There is a third major problem: who will use the male Pill? Dr Wu says it is impossible to pre-judge what the market will be but believes there is a huge demand for male contraception, as shown by an estimated 60 million vasectomies and 60 billion condoms used each year.
Development agencies and family planning organisations see a male Pill as one of the answers to the population explosion. However, these worthy intentions cannot be reconciled with the demands of the corporate balance sheet. Developed countries are where the money lies but there is a limited market. The most suitable candidates for a male Pill are men in their thirties and forties in stable relationships, who have completed their families or do not want children. Their partners may be unable or unwilling to take the Pill. They may be reluctant to have a vasectomy. Would a hormonal preparation be any more attractive to them?
In addition, despite the avowed commitment to a male Pill by WHO, Dr Griffin estimates a figure of only dollars 5m committed to research over 20 years. A spokeswoman for the Medical Research Council says male Pill research is 'very active' but funding far from substantial in comparison with other reproductive projects.
If contraception were really to become an equitable reality between male and female - an argument that supporters of the male Pill frequently offer as a good reason for forging ahead with research - the target group would need to be younger men who may have several relationships before wanting to father children. And despite cultural changes cited by scientists, with more men willing to share the burden of contraception, how many women would trust a man who told her that he was on the Pill?

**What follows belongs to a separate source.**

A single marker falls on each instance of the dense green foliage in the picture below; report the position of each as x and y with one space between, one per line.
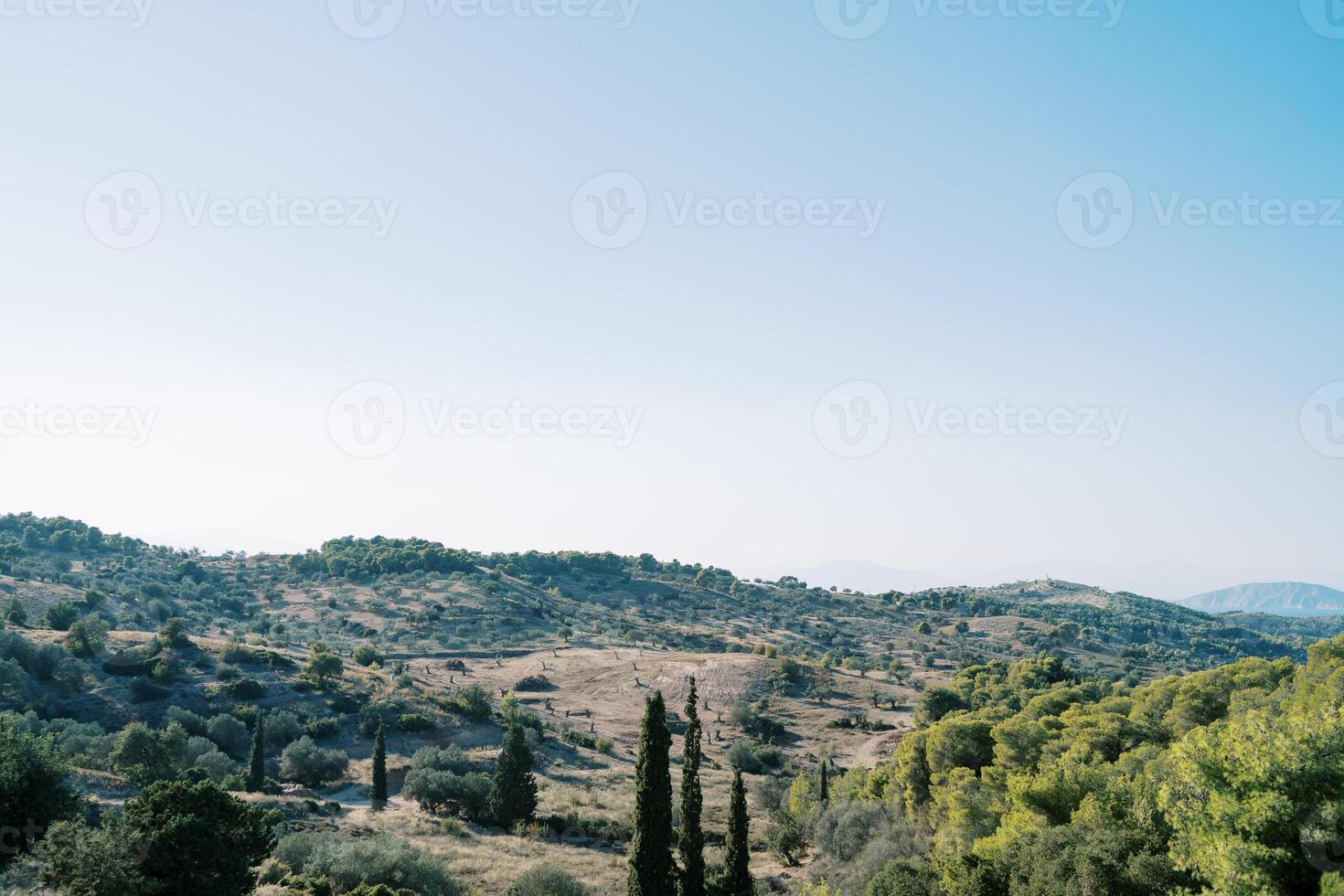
691 836
652 870
512 787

Dr Pramilla Senanayake, assistant secretary general of the International Planned Parenthood Federation, believes that any new contraceptive method for men must be a 'breakthrough'. In the end, however, the male Pill may turn out to be more of a white elephant than Holy Grail. At a time when the need for better contraception to stem population growth and protect against the Aids virus has never been greater, there is a danger it may prove to have been no more than a challenging brain-teaser for scientists.